What is the purpose of solving a difficult integral?

Solving integrals is an important part of scientific research, as it helps us understand and analyze complex mathematical equations. It also allows us to model and predict real-world phenomena, making it a crucial tool in many scientific fields.

What makes this integral difficult to solve?

The integral in question, I(dxexp(-ax**2)), involves an exponential function raised to a power, which can be challenging to integrate. Additionally, the variable x is squared, which adds another layer of complexity to the problem.

What are the different methods for solving this type of integral?

There are several methods for solving difficult integrals, including substitution, integration by parts, and trigonometric substitution. Each method has its own advantages and is useful in different scenarios. It is important to choose the most appropriate method for each integral.

What are the steps for solving this specific integral?

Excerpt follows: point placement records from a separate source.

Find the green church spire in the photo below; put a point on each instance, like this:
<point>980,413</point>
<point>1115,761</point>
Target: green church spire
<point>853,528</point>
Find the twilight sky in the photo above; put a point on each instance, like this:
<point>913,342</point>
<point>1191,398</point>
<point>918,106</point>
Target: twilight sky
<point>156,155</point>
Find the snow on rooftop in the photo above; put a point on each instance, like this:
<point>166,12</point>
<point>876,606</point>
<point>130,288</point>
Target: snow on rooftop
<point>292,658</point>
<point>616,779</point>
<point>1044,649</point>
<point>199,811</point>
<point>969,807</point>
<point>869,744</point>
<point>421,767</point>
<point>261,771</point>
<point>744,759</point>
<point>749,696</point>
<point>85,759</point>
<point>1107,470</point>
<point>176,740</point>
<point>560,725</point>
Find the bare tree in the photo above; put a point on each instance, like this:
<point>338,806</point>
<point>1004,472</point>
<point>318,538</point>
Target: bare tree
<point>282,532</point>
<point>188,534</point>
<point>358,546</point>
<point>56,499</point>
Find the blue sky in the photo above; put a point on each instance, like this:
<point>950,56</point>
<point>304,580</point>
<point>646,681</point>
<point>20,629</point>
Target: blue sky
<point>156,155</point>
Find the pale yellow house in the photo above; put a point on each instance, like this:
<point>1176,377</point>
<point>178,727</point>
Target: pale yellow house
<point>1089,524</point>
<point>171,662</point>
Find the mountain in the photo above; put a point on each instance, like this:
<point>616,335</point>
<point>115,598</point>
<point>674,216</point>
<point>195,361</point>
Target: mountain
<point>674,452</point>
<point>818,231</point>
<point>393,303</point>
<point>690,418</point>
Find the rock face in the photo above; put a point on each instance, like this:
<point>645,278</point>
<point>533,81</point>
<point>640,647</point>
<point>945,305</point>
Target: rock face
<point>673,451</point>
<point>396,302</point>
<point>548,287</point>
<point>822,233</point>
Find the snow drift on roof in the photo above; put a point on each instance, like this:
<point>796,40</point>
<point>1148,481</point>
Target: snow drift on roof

The first step in solving this integral is to apply the substitution method, where u = -ax**2 and du = -2ax dx. After substituting these values, we can use integration by parts to solve the resulting integral. Finally, we can use the inverse substitution to solve for the original variable, x.

Is there a way to check if the solution is correct?

Yes, there are several ways to check if the solution to a difficult integral is correct. One way is to differentiate the solution and see if it matches the original function. Another way is to use numerical integration methods, such as Simpson's rule, to approximate the integral and compare it to the calculated solution.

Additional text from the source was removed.